第15章 鶴丸国永 君に恍惚な驚きを…・:*+.
「えっ?これって?」
「まだ本丸が小規模の時に使っていた時空移転装置だろ?ニ振までしか飛ばせないって聞いたことがある」
「でもこんなのよく探し出しましたね?私でさえどこにあるか覚えてないのに…」
「あぁそれはだな…。君に悪戯を仕掛けようと押し入れに隠れていたときに見つけたんだ」
嬉しそうに笑う鶴丸さんに、怒る気力も失われる。
「驚かせる為だけにここまで来たんですか?それなら…」
「…会いたかったんだ」
少し呆れ気味に目を伏せた私は、鶴丸さんがぼそっと囁いた思わぬ返事に目を見開く。
「えっ?」
「いろはが俺の知らない場所で俺の知らないやつらと楽しんでるのが嫌だった。…情けないだろ?」
困ったように笑う鶴丸さんに胸がきゅっと締め付けられて、私はどうしようもなく彼をぎゅっと抱きしめた。
「私怒ってますよ?もし時空移転装置がちゃんと作動しなくて違う時代に飛ばされたらどうしてたんですか?」
「あぁ…すまない。」
そう言いながら私はさらに強く鶴丸さんを抱きしめる。
「…でもそんな風に思ってくれて、会いに来てくれた事は…嬉しいです」
「…本当か?」
「はい。私も鶴丸さんに会いたかったです」
私たちは顔を見合わせ微笑み、ちゅっと触れるだけの口付けをする。
「鶴丸さん。せっかくだからデートしましょうか?」
「デート…逢引のことか?だが交流会はいいのか?」
「はいっ!鶴丸さんと過ごしたいです。この時代には楽しい場所がたくさんあるんですよ」
「あぁ。この時代は驚きがたくさんあって楽しめそうだ!それに京都は俺と縁がある場所だからな。」
私たちは指をぎゅっと絡ませて歩き始めた。
その後、私たちは鶴丸さんに縁のある神社を参拝し、ライトアップされた祇園を散歩したり、町屋のレストランで食事したりして、冬の京都を満喫した。

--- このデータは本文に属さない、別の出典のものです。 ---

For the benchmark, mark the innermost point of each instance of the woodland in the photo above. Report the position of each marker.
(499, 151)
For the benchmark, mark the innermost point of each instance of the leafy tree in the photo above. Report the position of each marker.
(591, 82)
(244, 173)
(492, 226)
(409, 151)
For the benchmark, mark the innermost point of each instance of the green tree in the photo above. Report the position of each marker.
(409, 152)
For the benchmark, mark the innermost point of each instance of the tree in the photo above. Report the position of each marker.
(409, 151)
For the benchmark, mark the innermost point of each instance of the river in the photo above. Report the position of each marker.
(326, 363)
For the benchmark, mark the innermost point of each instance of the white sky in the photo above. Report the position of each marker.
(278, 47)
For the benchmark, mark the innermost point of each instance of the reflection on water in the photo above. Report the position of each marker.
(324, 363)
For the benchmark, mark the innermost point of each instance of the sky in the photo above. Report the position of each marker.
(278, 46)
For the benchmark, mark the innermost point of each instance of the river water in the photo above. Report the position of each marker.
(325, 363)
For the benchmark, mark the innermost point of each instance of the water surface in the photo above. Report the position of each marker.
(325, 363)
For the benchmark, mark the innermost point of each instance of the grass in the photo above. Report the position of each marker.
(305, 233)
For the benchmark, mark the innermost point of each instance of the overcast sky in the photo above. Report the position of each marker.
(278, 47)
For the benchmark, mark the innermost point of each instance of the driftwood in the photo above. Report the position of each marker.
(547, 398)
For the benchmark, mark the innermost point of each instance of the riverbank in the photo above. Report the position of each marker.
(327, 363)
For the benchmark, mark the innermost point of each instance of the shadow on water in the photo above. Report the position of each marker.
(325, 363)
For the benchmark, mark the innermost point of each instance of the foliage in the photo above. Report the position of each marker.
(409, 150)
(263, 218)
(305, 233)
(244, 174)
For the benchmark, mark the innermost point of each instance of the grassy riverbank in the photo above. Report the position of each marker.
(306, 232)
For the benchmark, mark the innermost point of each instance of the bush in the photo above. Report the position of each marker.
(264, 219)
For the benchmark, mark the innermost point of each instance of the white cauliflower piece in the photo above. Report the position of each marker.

「そろそろホテルを探さないといけませんね。私が用意されているホテルは他の審神者と同室だからダメだし…」
「…別々に泊まるのか?」
「一緒に泊まれる宿を探しましょう!」
少し寂しそうな鶴丸さんが可愛くて、不安を拭うようにいくつかのビジネスホテルを回る。
「うーん。週末だからか…なかなか空きがありませんね。」
「いろはここは?ここも宿じゃないのか?」
鶴丸さんは道路沿いに建っている煌びやかなお城を模したホテルを指さす。